I passed you, coming out of the morning meeting. You weren’t supposed to be there. You were on your phone; still said “hi” as I went by. I figured that you were just checking in. I wish you’d said something then, but that really wasn’t ever your way of doing things. Later on, you were gone, with the message in my inbox that you’d resigned. I know some of the whys and wherefores, and there’s a lot that I don’t know. I do know that there are some things that I need to tell you. It’s part and parcel of what we talked about in terms of many other people and situations as I tried to help you as we worked together. We just never really talked about what you’ve done for me.
You took action on my behalf at a time when I was out of options. I was out of ideas; mostly I was out of hope. I was hope-less. Trapped from any of the thousand ways I tried to look at it, resigned to a crumbling future. I was beyond hating my job, hating those around me, beyond sick and tired. I was numb. It was not “acceptance,” it was despair. What you gave me - and it was truly a gift – was an opportunity. We both know that it was also good for the company. What you did that others would not was to recognize this and do something about it. I would hope that you could consider this a success. As we discussed, many times, success in your particular position was often very difficult to measure. One of the things you understood was that success as a leader could be measured in human terms, usually ‘off the books’, even when others might not understand. I enjoyed those conversations very much. You most certainly achieved that with and for me. Thank you.

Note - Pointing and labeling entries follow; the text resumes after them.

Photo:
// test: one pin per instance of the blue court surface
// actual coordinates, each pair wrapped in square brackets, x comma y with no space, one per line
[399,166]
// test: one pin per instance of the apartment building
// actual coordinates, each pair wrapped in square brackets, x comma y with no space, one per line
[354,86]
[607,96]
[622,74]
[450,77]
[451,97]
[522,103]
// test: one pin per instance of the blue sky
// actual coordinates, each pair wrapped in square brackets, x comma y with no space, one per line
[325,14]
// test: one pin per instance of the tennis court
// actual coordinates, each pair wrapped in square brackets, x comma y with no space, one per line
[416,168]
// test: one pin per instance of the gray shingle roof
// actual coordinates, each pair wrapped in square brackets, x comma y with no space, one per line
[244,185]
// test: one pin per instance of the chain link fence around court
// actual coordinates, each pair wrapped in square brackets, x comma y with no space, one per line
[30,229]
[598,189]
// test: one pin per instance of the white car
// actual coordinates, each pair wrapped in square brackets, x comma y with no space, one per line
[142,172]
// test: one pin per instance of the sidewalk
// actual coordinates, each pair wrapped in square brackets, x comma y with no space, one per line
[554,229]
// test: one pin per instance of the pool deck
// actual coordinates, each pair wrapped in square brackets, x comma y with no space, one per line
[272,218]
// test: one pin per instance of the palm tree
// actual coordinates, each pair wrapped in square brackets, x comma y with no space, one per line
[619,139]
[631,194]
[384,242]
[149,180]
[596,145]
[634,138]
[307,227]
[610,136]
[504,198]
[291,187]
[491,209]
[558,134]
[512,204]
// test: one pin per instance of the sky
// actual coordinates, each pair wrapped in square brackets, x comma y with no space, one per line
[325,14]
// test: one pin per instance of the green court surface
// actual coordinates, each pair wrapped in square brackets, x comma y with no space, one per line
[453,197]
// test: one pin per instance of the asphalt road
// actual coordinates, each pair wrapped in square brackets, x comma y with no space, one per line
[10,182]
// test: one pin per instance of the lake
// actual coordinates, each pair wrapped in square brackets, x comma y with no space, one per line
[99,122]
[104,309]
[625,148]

It didn’t mean that I liked my assignments. Not at first, and some of them I will never enjoy. You did, however, treat my attitude and frustrations with a compassion that amazes me, still. These last few years have not been easy for anyone at our workplace, and you were often pretty near the end of that wagging dog’s tail. Though we (ok, me mostly) made fun of some of your statements (“It is what it is”), there was no mistaking that it was what it was, and it likely wasn’t getting any better. You encouraged, cajoled, moved stuff around, didn’t run certain reports at different times, and did your best to make it work. Often, you looked bad for our sake. Some of us recognized that. Thank you.
The opportunities that you provided me have given me quite an education into an aspect of my career that I never thought I’d receive. You have increased my value at least threefold; to Mercy, to myself, and hope-fully, to my future. You’ve helped improved my home and family life – I’m a little easier to live with than I was in my six years in “The Pit.” I actually look forward to going to work, every now and then. Just don’t tell anyone – I have a reputation to maintain. Thank you.
Thank you for looking me in the eye. Thank you for letting me rant when I needed to, to say the wrong thing, to accept my apologies for doing both. Thank you for valuing my opinions. For listening. For your confidences, which I keep. It meant that you valued the ‘working’ me, something that had been taken away. You allowed me to do, to make a difference, to work through a new challenge to the other side, to make something better, not just fill time on the train to oblivion.
I don’t know what the future holds for either of us. I hope what you told me, the last time we talked about it, continues to be true. I know that you’ll be successful and make a difference, whatever happens, because that’s what you do. I’m just thinking about you on this Thanksgiving eve.